Entre 1930 et 1950, l'évolution va se précipiter. Cette accélération est due à un phénomène matériel important : le déplacement du lieu de la mort. On ne meurt plus chez soi au milieu des siens, on meurt à l'hôpital, et seul. Les cimetières quant à eux sont déplacés du cœur du village autour de l’église ils se retrouvent à la périphérie, cachées derrière de hauts murs pour ne pas troubler les passants.

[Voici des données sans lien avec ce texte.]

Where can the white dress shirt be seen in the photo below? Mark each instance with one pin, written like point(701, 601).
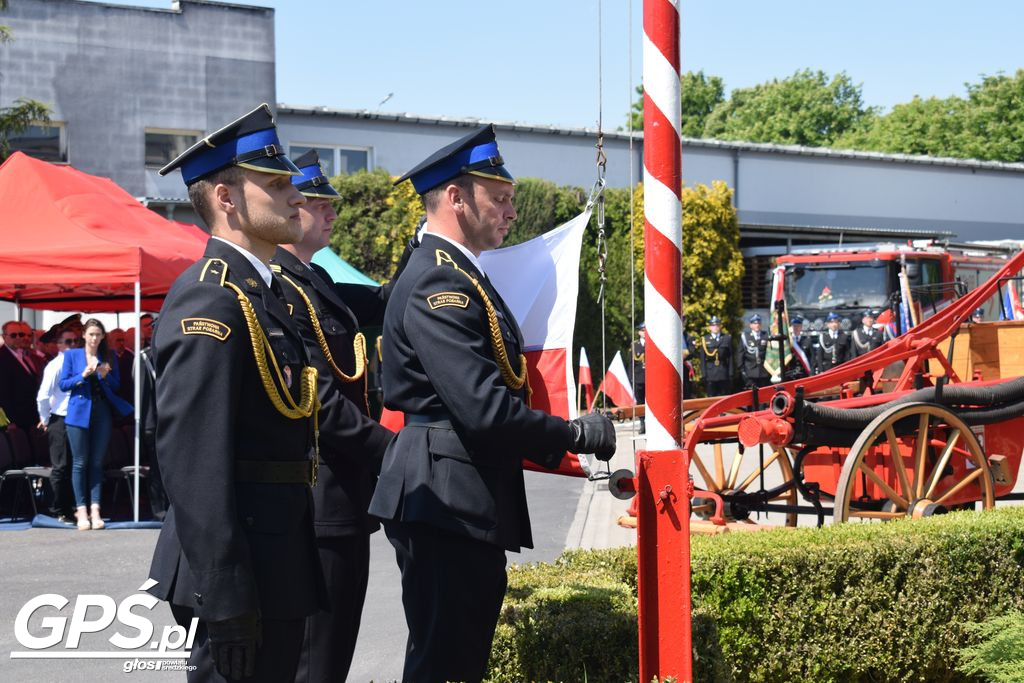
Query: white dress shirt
point(262, 268)
point(50, 399)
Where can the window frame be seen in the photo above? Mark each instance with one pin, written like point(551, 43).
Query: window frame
point(64, 142)
point(157, 130)
point(335, 152)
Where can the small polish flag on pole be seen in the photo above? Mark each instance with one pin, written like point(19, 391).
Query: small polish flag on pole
point(586, 397)
point(616, 385)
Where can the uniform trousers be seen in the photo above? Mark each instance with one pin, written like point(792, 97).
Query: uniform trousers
point(330, 636)
point(452, 591)
point(64, 498)
point(276, 656)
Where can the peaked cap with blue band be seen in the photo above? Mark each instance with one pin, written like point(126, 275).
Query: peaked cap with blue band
point(312, 182)
point(475, 154)
point(250, 141)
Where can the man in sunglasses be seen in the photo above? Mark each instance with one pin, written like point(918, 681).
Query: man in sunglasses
point(18, 376)
point(52, 406)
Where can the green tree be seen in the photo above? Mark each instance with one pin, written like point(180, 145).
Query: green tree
point(930, 126)
point(15, 119)
point(698, 95)
point(375, 220)
point(541, 206)
point(809, 109)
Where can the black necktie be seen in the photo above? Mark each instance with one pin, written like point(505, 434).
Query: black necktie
point(278, 292)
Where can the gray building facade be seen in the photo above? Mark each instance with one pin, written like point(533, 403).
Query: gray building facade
point(130, 87)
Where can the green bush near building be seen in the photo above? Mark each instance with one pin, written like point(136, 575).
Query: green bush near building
point(856, 602)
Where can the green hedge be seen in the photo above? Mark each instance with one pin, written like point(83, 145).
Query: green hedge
point(857, 602)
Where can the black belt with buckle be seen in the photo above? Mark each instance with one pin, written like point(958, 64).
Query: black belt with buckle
point(439, 418)
point(270, 471)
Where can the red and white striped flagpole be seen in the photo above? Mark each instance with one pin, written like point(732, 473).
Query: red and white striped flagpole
point(663, 222)
point(663, 478)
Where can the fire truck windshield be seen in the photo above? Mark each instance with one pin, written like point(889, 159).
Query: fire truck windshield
point(828, 287)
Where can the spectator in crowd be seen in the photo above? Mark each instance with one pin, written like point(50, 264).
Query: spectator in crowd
point(125, 360)
point(799, 366)
point(716, 359)
point(91, 376)
point(52, 403)
point(834, 345)
point(754, 347)
point(46, 344)
point(640, 371)
point(865, 338)
point(18, 376)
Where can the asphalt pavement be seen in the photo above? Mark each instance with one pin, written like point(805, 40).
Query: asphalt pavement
point(566, 512)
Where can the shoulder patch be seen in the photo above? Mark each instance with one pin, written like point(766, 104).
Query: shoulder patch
point(441, 299)
point(205, 326)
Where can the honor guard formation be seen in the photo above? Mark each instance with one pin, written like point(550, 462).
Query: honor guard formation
point(274, 471)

Une peine trop visible n'inspire pas la pitié, mais une répugnance; c'est un signe de dérangement mental ou de mauvaise éducation; c'est morbide. Une fois le mort évacué, il n'est plus question de visiter sa tombe. Dans des pays où la révolution de la mort est radicale, en Angleterre par exemple, l'incinération devient le mode dominant de sépulture. Quand l'incinération prévaut, parfois avec dispersion des cendres, les causes ne sont pas seulement une volonté de rupture avec la tradition chrétienne, une manifestation de modernité; la motivation profonde est que l'incinération est interprétée comme le moyen le plus radical de faire disparaître et oublier tout ce qui peut rester du corps, de l'annuler. L'incinération exclut le pèlerinage.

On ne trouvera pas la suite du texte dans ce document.